An updated IIHS crash test of seven midsize sedans made all but the 2023 Honda Accord look quite poor. It was the only one of the bunch to get the top rating in all rear seat safety tests.

The Insurance Institute for Highway Safety updated its moderate overlap crash test last year in response to research that showed the risk of fatal injuries was now higher for people in the back seat than those in the front seat, even while wearing a seat belt.

Can’t Buy? Consider leasing a Honda Accord instead

The new IIHS tests include a rear-seat dummy modeled after a small woman or 12-year-old child. To earn the maximum rating of “Good,” the tested car must protect the head, neck, chest, or thighs from “excessive risk of injury.” The shoulder belt should remain on the shoulder, and the head should remain some distance from the front seatback or other parts of the interior.

It’s a tough test, and according to IIHS president David Harkey, most midsize cars had issues with the rear dummy sliding forward beneath the lap belt, “causing it to ride up from the pelvis onto the abdomen and increasing the risk of internal injuries.” Meanwhile, the Accord “provided stellar protection” in the back seat, with no heightened risk of injuries, and restraints that adequately controlled the dummy’s motion.

The other tested midsize sedans were the Subaru Outback, Nissan Altima, Toyota Camry, Hyundai Sonata, Kia K5, and Volkswagen Jetta. All but the Accord and the Jetta scored the worst possible rating of “Poor” in the restraints category.

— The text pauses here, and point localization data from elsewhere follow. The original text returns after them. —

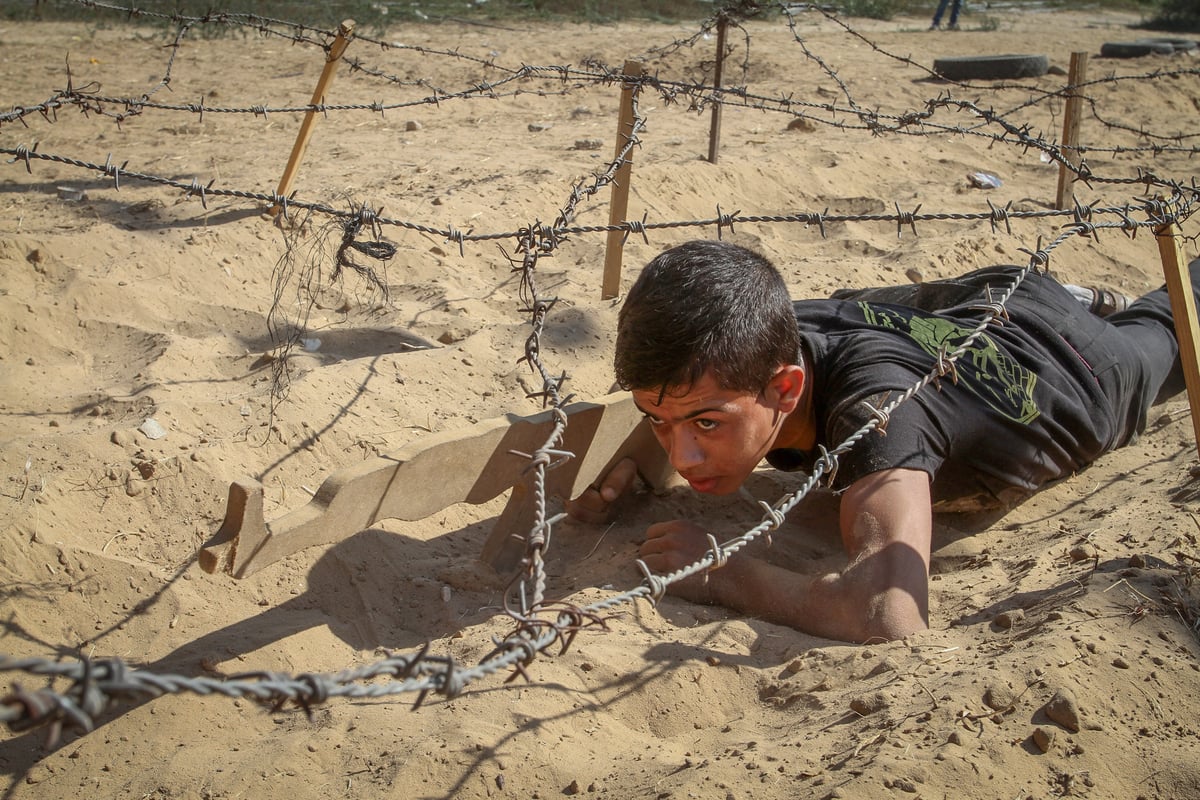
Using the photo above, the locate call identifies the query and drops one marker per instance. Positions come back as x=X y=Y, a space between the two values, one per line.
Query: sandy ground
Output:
x=143 y=304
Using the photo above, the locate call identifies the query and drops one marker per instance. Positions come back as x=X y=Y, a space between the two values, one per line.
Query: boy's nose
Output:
x=685 y=452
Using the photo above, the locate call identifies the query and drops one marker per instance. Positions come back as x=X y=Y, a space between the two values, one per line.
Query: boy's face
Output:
x=715 y=437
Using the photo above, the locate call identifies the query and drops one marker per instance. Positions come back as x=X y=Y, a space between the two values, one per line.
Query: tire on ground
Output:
x=1177 y=44
x=984 y=67
x=1134 y=49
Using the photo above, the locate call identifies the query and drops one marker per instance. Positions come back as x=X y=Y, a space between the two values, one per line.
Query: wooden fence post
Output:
x=1183 y=312
x=619 y=204
x=345 y=31
x=1071 y=130
x=714 y=128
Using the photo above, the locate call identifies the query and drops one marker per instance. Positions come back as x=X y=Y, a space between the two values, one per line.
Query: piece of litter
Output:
x=983 y=180
x=153 y=429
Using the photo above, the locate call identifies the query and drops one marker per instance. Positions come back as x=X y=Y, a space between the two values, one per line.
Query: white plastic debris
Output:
x=151 y=429
x=983 y=180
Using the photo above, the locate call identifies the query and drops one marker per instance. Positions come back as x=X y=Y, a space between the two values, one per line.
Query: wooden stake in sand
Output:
x=1071 y=130
x=345 y=31
x=611 y=284
x=714 y=128
x=1183 y=312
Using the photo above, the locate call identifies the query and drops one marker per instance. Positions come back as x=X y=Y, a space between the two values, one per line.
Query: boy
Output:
x=731 y=372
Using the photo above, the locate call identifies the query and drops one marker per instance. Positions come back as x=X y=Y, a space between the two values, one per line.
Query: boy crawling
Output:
x=730 y=372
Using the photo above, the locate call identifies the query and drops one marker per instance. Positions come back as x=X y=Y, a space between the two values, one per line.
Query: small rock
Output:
x=1083 y=553
x=999 y=698
x=1008 y=619
x=151 y=429
x=870 y=703
x=1063 y=710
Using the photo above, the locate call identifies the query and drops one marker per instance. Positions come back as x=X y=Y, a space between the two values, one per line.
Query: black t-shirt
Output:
x=1026 y=409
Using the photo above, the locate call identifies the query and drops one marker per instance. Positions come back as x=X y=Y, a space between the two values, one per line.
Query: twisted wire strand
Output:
x=96 y=684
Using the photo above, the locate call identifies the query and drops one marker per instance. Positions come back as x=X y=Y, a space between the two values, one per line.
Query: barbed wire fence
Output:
x=95 y=685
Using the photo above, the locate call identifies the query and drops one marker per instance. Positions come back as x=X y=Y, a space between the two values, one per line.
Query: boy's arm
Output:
x=881 y=595
x=595 y=504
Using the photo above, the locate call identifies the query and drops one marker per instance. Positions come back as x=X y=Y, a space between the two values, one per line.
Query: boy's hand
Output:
x=671 y=546
x=595 y=504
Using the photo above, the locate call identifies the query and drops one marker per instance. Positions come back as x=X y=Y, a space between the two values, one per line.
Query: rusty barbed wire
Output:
x=267 y=25
x=97 y=684
x=94 y=685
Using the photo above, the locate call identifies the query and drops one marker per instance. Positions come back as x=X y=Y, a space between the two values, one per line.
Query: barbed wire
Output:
x=95 y=685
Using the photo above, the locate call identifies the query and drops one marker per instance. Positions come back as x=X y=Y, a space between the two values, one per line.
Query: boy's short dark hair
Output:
x=706 y=306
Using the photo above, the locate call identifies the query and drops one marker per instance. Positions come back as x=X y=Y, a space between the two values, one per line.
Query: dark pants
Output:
x=1133 y=354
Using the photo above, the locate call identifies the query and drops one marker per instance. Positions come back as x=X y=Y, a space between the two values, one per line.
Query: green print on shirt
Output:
x=984 y=368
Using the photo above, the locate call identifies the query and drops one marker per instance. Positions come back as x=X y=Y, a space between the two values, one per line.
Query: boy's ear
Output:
x=786 y=388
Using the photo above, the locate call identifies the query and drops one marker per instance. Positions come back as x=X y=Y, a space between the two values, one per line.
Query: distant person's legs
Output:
x=954 y=13
x=941 y=10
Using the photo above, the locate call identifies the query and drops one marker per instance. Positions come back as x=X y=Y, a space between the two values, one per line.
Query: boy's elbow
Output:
x=893 y=617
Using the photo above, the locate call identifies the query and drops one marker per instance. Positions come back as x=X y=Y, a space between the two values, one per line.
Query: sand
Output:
x=1062 y=657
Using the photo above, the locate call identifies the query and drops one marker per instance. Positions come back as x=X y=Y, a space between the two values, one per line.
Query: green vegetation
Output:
x=1177 y=16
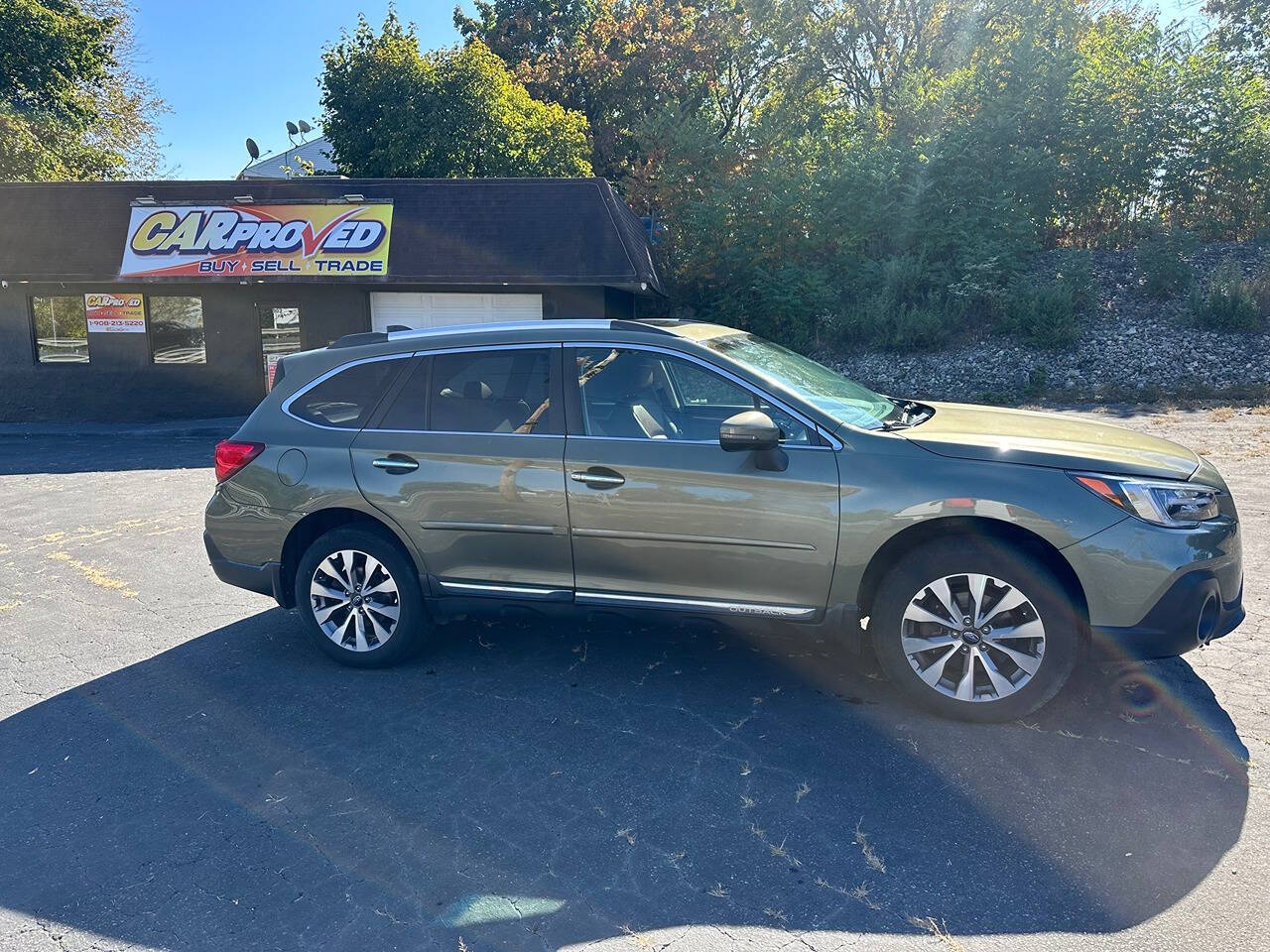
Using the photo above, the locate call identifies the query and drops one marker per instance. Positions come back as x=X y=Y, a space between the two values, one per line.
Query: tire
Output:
x=1012 y=674
x=358 y=630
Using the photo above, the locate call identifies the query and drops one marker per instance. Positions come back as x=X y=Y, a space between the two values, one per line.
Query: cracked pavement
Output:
x=180 y=770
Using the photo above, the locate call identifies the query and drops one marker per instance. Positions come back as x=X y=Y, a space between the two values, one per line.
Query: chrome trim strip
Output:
x=702 y=539
x=744 y=608
x=316 y=381
x=788 y=448
x=494 y=327
x=479 y=348
x=471 y=588
x=493 y=527
x=834 y=443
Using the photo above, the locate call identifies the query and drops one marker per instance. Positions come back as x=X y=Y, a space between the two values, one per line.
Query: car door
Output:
x=466 y=456
x=662 y=516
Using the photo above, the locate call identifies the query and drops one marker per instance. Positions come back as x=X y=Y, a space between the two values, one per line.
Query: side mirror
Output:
x=751 y=430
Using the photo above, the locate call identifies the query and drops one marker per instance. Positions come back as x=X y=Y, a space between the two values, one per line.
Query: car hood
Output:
x=971 y=431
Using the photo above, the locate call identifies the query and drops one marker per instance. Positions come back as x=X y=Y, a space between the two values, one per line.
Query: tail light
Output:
x=232 y=456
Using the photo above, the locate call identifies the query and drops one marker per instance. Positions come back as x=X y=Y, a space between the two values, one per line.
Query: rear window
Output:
x=486 y=391
x=345 y=399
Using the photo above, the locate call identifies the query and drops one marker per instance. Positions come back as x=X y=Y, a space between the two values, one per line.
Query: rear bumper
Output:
x=1191 y=613
x=266 y=579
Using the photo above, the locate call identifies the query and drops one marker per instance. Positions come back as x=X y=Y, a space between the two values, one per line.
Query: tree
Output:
x=391 y=112
x=1242 y=31
x=633 y=64
x=71 y=107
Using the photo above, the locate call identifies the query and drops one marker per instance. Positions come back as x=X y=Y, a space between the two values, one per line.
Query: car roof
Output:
x=511 y=331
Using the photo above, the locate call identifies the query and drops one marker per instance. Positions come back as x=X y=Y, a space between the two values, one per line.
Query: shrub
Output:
x=1228 y=303
x=982 y=291
x=1076 y=273
x=1161 y=262
x=1044 y=315
x=1260 y=290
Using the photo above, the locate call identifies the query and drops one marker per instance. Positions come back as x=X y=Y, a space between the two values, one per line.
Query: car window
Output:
x=642 y=394
x=485 y=391
x=345 y=399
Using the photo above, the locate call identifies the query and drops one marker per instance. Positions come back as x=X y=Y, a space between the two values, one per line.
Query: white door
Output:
x=441 y=309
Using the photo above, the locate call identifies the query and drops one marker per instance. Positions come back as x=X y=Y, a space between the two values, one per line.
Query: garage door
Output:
x=444 y=309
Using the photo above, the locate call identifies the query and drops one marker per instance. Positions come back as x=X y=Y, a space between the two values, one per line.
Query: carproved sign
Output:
x=335 y=239
x=114 y=313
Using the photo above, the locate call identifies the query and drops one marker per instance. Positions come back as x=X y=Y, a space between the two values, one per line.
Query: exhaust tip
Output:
x=1206 y=624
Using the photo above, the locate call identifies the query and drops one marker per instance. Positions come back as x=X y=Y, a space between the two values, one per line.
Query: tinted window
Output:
x=486 y=391
x=177 y=329
x=640 y=394
x=345 y=400
x=62 y=329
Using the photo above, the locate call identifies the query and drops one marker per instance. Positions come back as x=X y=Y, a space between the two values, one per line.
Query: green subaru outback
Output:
x=697 y=468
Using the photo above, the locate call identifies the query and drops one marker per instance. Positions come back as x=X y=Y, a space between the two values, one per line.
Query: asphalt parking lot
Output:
x=180 y=770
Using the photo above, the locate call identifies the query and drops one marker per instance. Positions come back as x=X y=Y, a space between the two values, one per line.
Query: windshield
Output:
x=829 y=391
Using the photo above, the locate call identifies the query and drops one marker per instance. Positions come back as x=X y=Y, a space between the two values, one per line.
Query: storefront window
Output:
x=62 y=329
x=177 y=330
x=280 y=333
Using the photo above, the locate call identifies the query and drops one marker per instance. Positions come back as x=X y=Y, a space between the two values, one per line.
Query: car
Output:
x=674 y=466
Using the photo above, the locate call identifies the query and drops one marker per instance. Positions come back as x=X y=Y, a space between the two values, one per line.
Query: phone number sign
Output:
x=114 y=313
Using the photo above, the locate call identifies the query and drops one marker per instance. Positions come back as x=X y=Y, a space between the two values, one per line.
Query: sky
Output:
x=234 y=68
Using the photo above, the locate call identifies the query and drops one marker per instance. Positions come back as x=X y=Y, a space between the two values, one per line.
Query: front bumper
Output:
x=264 y=579
x=1156 y=593
x=1191 y=615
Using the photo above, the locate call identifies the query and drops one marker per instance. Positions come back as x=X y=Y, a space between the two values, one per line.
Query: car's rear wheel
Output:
x=974 y=630
x=359 y=597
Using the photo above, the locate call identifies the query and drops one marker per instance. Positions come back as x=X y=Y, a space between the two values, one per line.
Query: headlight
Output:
x=1170 y=503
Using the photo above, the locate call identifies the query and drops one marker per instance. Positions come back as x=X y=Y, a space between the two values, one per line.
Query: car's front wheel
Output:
x=359 y=598
x=975 y=630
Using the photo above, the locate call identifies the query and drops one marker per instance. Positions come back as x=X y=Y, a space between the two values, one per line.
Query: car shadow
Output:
x=98 y=452
x=532 y=782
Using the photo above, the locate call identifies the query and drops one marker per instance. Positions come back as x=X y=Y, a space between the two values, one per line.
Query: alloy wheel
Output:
x=973 y=638
x=354 y=601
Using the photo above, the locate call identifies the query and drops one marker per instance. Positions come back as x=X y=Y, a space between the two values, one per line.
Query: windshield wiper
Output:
x=911 y=413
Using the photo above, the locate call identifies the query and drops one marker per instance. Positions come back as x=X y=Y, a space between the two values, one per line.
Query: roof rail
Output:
x=645 y=326
x=372 y=336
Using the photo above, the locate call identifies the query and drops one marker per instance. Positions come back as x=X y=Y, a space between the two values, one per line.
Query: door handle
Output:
x=598 y=479
x=395 y=463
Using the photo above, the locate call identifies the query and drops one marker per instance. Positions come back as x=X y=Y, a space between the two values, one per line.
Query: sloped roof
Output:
x=444 y=231
x=271 y=167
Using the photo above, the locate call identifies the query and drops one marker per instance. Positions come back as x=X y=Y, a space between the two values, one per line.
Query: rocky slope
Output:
x=1133 y=348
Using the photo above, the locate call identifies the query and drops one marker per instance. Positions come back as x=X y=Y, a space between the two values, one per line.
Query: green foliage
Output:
x=887 y=175
x=1044 y=315
x=70 y=105
x=1228 y=303
x=1162 y=262
x=390 y=111
x=1260 y=290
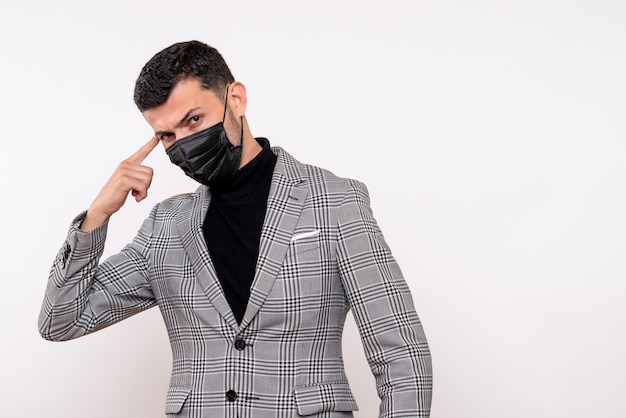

And all but the Accord and the Outback scored less than “Good” for head, neck, chest, and thigh injury protection.

As a result, the Sonata, K5, and Jetta’s moderate overlap front tests performance was updated to “Poor” overall. The Camry and Altima scored “Marginal,” and the Outback scored “Acceptable.” The Honda midsize sedan stood alone at the top with the only “Good” score.

Historically, whenever the IIHS introduces a new safety test, one or two manufacturers shine while others are left scrambling for improvements. The good news is that typically, those improvements come quite quickly, and you can probably expect the 2024 or 2025 models of those Poor-rated cars to make big gains.

For the time being, the Accord is king.